Witzenburg earns grant to help guide children’s heart surgeries

Written By:

Departments:

Surgery is an essential intervention for children born with congenital heart defects. But when exactly should surgeons operate on a particular child? That’s less clear—and the timing can have major ramifications for the future growth of the heart and pulmonary blood vessels.
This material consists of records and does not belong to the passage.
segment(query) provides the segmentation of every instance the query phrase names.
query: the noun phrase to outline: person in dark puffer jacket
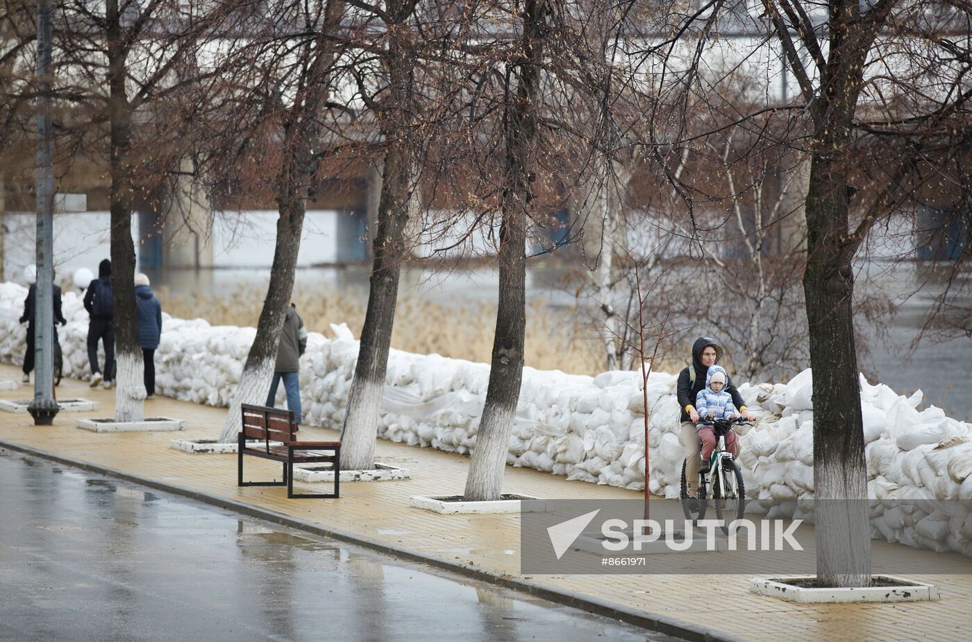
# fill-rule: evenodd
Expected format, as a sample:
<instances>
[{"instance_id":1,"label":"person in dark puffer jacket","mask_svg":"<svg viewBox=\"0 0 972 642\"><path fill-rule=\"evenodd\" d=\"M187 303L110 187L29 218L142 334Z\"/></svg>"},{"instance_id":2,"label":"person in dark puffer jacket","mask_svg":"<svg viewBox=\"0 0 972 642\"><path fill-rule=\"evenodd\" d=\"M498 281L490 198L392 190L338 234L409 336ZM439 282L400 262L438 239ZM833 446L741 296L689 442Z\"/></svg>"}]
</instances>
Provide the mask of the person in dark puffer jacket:
<instances>
[{"instance_id":1,"label":"person in dark puffer jacket","mask_svg":"<svg viewBox=\"0 0 972 642\"><path fill-rule=\"evenodd\" d=\"M112 301L112 262L107 258L98 264L98 278L85 292L85 310L90 321L87 325L87 359L91 362L90 387L98 384L108 389L115 377L115 308ZM98 341L105 346L105 374L98 368Z\"/></svg>"},{"instance_id":2,"label":"person in dark puffer jacket","mask_svg":"<svg viewBox=\"0 0 972 642\"><path fill-rule=\"evenodd\" d=\"M156 393L156 349L162 336L162 304L149 287L149 277L135 275L135 311L138 315L138 344L145 365L145 395Z\"/></svg>"},{"instance_id":3,"label":"person in dark puffer jacket","mask_svg":"<svg viewBox=\"0 0 972 642\"><path fill-rule=\"evenodd\" d=\"M702 441L695 424L699 422L699 413L695 410L695 400L699 392L706 388L706 375L709 366L714 365L722 357L722 346L712 337L700 337L692 345L692 365L678 373L678 406L681 408L681 445L685 449L685 486L688 490L689 504L693 511L698 510L698 498L695 496L699 489L699 465L702 463ZM692 376L692 371L695 376ZM747 421L752 415L743 405L743 397L733 386L732 380L726 375L723 389L732 396L732 402L741 415Z\"/></svg>"},{"instance_id":4,"label":"person in dark puffer jacket","mask_svg":"<svg viewBox=\"0 0 972 642\"><path fill-rule=\"evenodd\" d=\"M270 393L266 396L266 405L273 407L277 396L277 387L280 380L284 381L287 390L287 408L294 411L294 421L300 422L300 355L307 349L307 330L303 321L292 303L287 308L284 318L284 328L280 332L280 346L277 348L277 363L273 368L273 382L270 384Z\"/></svg>"},{"instance_id":5,"label":"person in dark puffer jacket","mask_svg":"<svg viewBox=\"0 0 972 642\"><path fill-rule=\"evenodd\" d=\"M23 316L20 317L20 322L27 324L27 352L23 354L24 384L30 382L30 371L34 369L34 351L36 349L34 321L37 318L37 284L35 283L37 281L37 268L33 265L29 267L30 269L25 270L25 276L27 277L27 282L30 284L30 287L27 289L27 298L23 301ZM53 341L57 343L57 323L65 325L67 321L65 321L64 315L61 314L60 286L54 284L52 286L51 291L54 306Z\"/></svg>"}]
</instances>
Colleen Witzenburg, an assistant professor of biomedical engineering at the University of Wisconsin-Madison, aims to provide clinicians with a tool to determine the best time to operate on each child.

She’ll use a $231,000, three-year grant from the American Heart Association and Children’s Heart Foundation to build upon her previous work creating mathematical models to predict long-term changes in the size and thickness of the heart after surgery.

Current modeling techniques can only estimate blood flow and pressure immediately after surgery; Witzenburg’s modeling has accurately predicted structural changes in the hearts of adult animals months after a surgery. Now, she plans to expand and adapt that model for children with congenital heart defects.

“Our model has great potential, because a doctor could explore multiple surgical dates the same day they see the child and select the best time to operate,” she says. “This will reduce each child’s risk of heart failure and increase the length and quality of their life.”